A drug developed by artificial intelligence (AI) is being trialled on humans in a world first.

UK startup Exscientia has used its software platform, dubbed ‘Centaur Chemist’, to select a drug candidate for the treatment of obsessive-compulsive disorder (OCD).

The drug in question, labelled DSP-1181, is the world’s first AI-designed molecule to be used in human clinical trials which began in Japan last month.

The Centaur Chemist software platform, in conjunction with experts from Japanese pharmaceutical company Sumitomo Dainippon Pharma, developed and evolved compounds towards a set criteria.

In this case DSP-1181 has been developed as a long-acting and potent serotonin 5-HT1A receptor agonist in the treatment of OCD.

OCD is a psychiatric disorder that can leave people with compulsions, such as repetitive behaviours, as well as obsessions that can impact the quality of life.

The exact mechanism for OCD is not currently known, but problems in the orbitofrontal cortex, anterior cingulate cortex, and striatum are strongly linked to the disorder.

Andrew Hopkins, CEO of Exscientia, called DSP-1181 “a key milestone in drug discovery.”

“We are proud that our AI drug discovery platform Centaur ChemistTM has contributed to generate DSP-1181 and look forward to its progression as a treatment for obsessive-compulsive disorder," said Hopkins.

It took less than 12 months to complete the exploratory research phase for DSP-1181, where traditional research methods might see initial pharmaceutical development take around four to six years.

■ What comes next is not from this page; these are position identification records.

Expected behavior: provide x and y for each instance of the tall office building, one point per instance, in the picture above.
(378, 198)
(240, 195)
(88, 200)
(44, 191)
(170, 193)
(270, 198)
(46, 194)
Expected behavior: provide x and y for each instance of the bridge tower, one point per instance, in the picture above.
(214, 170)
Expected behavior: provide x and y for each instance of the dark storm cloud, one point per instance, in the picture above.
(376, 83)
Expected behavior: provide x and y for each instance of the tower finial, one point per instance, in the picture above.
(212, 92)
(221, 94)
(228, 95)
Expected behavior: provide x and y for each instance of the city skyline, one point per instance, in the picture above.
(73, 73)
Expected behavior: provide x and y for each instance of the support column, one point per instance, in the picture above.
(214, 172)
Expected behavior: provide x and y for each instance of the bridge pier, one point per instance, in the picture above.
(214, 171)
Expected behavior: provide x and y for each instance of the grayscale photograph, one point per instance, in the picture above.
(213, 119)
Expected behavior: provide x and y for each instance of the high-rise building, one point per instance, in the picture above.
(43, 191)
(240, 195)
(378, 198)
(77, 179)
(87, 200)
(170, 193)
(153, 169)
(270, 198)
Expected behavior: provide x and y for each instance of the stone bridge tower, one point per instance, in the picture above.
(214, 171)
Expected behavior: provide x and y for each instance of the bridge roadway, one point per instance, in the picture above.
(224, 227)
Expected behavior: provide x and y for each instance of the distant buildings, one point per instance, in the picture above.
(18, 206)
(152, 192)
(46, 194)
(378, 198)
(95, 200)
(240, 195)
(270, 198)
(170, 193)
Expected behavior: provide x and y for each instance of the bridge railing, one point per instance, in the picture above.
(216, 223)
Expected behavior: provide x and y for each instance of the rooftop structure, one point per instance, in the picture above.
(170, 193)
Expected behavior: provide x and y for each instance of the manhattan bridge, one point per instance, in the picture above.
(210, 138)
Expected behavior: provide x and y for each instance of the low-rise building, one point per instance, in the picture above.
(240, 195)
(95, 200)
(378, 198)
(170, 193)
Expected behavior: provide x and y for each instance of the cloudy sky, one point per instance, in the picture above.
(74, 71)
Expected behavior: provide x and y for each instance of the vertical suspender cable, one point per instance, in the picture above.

This holds promise for faster, cheaper drug discovery if it is successful in the human clinical trials.

Toru Kimura, Senior Executive Officer of veteren pharmaceutical company Sumitomo Dainippon Pharma, was excited by the fast results from the project.

“We will continue to work hard to make this clinical study a success so that it may deliver new benefits to patients as soon as possible,” Kimura said.

The process of approving medicines

Medicine and vaccine development is a lengthy process and can take 10-15 years to research, test, register, manufacture and market for the general public, according to Medicines Australia.

This process can typically cost around $3.9 billion ($US2.6b) from conception, through multiple failures, and hopefully to a final product.

This high cost in research is keenly felt by molecular pharmacologist/toxicologist at the University of Adelaide Professor Ian Musgrave.

“It takes forever and it’s really complicated,” he said.

“Most of the money is spent testing humans... making sure that it gets absorbed and nothing goes wrong,” he said.

While Professor Musgrave saw the cutdown in research time as promising, he believes more research data is needed for the AI to analyse.

“It requires a huge backbone of research to find the target receptor,” he said.

AI drug development has also made the news as a team at MIT successfully developed an effective antibiotic.

“Finding a new antibiotic is on people’s minds,” said Professor Musgrave.

“Finding new targets unique to bacteria is no longer a simple task.

“It’s an evolutionary arms race… [and] there’s not much incentive to make new antibiotics.”

Omid Kavehei, Senior Lecturer at the School of Engineering in the University of Sydney, is cautiously optimistic when it comes to this new frontier of medicine-developing software.

“It’s not necessarily a big change to the medical landscape but it will greatly assist current practices,” he said.

“It’s going to simplify searching for new reactions in drug discovery.

“I think in that respect it will be helpful but it shouldn’t be hyped upon.”

Kavehi said big leaps forward in AI research is not so much about processing speed, but rather its capability for continuous, on-the-fly learning, and reliable extrapolation with less or unlabelled data.

Exscientia was founded in 2012 but made waves in the scientific community in a profile feature by Nature in 2017.

Since then Exscientia has partnered with many biotech companies and has raised tens of millions of dollars in investments.